Na China, as primeiras folhas de notícias produzidas pelo governo, chamadas Dibao, circularam entre os oficiais da corte durante o final da dinastia Han (séculos II e III d.C.). Entre 713 e 734, o Kaiyuan Za Bao ("Boletim da Corte") da dinastia chinesa Tang publicava suas notícias em papiros de seda e era lido por funcionários do governo. 

Em 1447, a prensa, inventada por Johannes Gutenberg inaugurou a era do jornal impresso, que só viria a surgir na Alemanha, em 1605, através dos Avisos de Notícias de Nuremberg. Nas Américas, por sua vez, o Diario de Noticias Sobresalientes de Lima publica sua primeira edição em 1700, um século antes da Gazeta do Rio de Janeiro, primeiro jornal publicado pela imprensa brasileira que teve sua primeira edição em 10 de setembro de 1808.

Atualmente, muitos desses jornais sequer existem, mas todos eles inauguraram uma forma de comunicar acontecimentos que foram emprestadas e aperfeiçoadas a ponto de hoje a informação ter se globalizado.

Mas algo paradoxal atravessa este histórico: em que pese a invenção da imprensa e da democratização da informação, cada vez mais nos sentimos mais desconfiados diante da notícia. Talvez por que ela já não pertence mais apenas as grandes instituições de mídia que fundaram um método de coleta e divulgação da informação, mas certamente porque se informação é poder, quem domina tais técnicas está dotado de capacidades para criar notícias em benefício de seus próprios interesses ou de seus grupos.

Assim, se num passado recebíamos uma informação por meio de jornais, da televisão ou do rádio, cada um de nós e capaz também de produzi-la, inventá-la, transformá-la, o que nos leva ao perigoso terreno da desinformação.

Quando perguntamos "Jornal Digital para quê?" é no sentido de provocar uma reflexão sobre o valor e significado que damos a esta nova modalidade de compartilhar notícias.

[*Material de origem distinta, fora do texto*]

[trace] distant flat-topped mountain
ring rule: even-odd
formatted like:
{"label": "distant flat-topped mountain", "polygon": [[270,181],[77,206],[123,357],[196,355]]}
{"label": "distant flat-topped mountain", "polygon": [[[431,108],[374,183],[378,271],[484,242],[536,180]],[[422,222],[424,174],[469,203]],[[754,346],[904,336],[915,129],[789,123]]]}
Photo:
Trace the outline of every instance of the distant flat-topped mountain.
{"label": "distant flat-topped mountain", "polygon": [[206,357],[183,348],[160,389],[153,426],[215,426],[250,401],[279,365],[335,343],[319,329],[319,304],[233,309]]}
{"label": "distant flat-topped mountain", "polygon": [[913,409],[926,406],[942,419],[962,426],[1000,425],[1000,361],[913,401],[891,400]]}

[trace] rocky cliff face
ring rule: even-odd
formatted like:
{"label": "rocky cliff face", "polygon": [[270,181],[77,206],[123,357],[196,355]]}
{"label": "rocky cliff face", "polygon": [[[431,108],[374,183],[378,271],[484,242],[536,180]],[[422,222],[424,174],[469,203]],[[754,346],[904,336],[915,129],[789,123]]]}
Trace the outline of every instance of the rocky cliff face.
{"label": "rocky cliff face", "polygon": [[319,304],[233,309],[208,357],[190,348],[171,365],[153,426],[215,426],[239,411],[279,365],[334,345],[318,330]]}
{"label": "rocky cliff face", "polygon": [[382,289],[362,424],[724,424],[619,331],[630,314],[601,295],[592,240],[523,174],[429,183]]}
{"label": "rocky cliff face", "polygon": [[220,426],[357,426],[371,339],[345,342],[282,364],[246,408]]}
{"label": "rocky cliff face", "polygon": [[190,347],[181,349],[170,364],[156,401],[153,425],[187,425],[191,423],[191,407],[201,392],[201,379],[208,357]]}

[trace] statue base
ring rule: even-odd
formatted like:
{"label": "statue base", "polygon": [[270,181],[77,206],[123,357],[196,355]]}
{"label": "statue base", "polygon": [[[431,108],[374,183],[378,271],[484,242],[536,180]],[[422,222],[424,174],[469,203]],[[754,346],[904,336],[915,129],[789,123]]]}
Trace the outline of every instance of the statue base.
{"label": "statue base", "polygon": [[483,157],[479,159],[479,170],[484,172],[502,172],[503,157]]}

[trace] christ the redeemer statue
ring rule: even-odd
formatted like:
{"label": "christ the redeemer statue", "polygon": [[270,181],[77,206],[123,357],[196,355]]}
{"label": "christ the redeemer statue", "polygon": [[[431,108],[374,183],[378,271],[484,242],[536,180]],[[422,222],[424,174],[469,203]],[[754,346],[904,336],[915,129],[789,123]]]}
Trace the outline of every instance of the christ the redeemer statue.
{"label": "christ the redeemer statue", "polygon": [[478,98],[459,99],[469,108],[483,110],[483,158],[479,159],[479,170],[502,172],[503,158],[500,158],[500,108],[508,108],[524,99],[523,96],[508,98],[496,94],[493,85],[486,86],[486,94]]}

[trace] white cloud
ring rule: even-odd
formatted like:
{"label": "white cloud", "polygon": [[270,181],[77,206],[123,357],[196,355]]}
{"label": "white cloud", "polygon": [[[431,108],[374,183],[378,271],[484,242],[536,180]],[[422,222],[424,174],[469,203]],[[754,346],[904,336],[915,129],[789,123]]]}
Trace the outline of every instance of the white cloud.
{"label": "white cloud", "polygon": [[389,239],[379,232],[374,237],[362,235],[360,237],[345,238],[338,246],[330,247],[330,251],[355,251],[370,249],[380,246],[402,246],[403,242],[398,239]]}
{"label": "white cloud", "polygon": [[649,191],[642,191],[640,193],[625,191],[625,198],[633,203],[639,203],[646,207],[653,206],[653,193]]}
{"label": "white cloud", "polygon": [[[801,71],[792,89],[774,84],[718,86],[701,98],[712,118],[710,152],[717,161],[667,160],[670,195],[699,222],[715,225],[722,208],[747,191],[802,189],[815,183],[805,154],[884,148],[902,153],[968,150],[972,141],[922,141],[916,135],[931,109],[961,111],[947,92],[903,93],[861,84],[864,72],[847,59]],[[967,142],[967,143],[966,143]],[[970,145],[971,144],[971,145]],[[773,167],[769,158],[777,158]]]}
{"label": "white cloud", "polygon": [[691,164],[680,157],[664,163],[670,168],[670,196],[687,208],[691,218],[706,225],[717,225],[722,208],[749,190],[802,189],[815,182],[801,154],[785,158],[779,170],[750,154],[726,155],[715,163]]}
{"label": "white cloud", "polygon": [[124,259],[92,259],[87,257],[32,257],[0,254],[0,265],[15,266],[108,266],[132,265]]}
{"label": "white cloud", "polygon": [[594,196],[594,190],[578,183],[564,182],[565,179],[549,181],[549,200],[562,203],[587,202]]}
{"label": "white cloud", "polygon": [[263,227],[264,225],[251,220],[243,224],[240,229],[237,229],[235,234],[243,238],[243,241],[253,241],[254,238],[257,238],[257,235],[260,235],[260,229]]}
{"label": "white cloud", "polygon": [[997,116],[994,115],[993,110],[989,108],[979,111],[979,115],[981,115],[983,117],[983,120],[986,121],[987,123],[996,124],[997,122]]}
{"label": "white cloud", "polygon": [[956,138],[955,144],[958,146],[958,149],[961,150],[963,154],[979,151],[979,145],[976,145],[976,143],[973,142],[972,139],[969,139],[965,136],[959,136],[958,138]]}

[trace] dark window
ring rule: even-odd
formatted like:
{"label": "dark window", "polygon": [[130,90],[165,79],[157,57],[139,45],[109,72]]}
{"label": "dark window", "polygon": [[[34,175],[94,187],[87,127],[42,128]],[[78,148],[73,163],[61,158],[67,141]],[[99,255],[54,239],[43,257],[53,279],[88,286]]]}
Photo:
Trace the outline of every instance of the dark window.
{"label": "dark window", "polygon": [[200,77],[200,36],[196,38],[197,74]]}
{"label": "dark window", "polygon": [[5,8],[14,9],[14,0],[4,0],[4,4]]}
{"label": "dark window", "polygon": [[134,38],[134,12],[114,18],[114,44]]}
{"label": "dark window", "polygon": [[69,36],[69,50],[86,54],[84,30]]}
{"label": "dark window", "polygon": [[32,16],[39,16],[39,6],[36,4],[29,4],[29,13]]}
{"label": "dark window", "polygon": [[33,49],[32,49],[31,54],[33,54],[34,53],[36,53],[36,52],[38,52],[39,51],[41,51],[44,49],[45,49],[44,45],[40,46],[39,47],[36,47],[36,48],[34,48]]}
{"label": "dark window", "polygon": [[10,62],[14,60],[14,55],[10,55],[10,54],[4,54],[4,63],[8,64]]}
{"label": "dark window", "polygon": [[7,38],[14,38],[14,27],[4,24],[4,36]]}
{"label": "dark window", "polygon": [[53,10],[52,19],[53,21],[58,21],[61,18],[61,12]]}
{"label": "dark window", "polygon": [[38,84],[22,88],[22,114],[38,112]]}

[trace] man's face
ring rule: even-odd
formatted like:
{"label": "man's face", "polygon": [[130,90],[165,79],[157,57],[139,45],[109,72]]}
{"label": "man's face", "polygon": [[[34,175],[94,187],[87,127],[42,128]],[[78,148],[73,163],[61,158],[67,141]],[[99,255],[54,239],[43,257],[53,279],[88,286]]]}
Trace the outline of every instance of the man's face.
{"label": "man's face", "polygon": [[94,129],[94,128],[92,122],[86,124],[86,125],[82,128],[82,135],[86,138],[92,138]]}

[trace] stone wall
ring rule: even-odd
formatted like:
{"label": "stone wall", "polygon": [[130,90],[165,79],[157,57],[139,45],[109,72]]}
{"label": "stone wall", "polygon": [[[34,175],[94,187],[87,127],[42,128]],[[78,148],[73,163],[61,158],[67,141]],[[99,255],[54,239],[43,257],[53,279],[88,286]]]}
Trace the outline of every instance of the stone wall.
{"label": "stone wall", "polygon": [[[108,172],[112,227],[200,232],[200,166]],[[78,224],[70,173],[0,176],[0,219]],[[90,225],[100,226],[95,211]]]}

No caso do Jornal Digital do Núcleo de Pesquisa em Educação e Cibercultura, temos a pretensão de oferecer um espaço de valorização da escrita e da produção de conteúdo buscando demonstrar que este processo deve ser feito em benefício e respeito a comunidade de leitores e "seguidores" (essa palavra terrível que nos faz parecer líderes de seitas messiânicas) de nossas redes sociodigitais. Mas também, em reverência a arte de informar, tão cara ao jornalismo profissional que não nos atrevemos a sequer pensar que fazemos.

O Jornal Digital, portanto, antes um projeto de extensão experimental que alcançou mais de 2 mil leitores em seu blog, provou-se necessário e legítimo para tratar de assuntos atinentes a comunidade estudantil do Instituto Federal do Pará, retratando acontecimentos, sentimentos, experiências, denúncias, vidas que somadas provam que a existência que importa não está fora do universo, mas aqui, devendo ser partilhada para que no futuro tenhamos boas histórias para contar.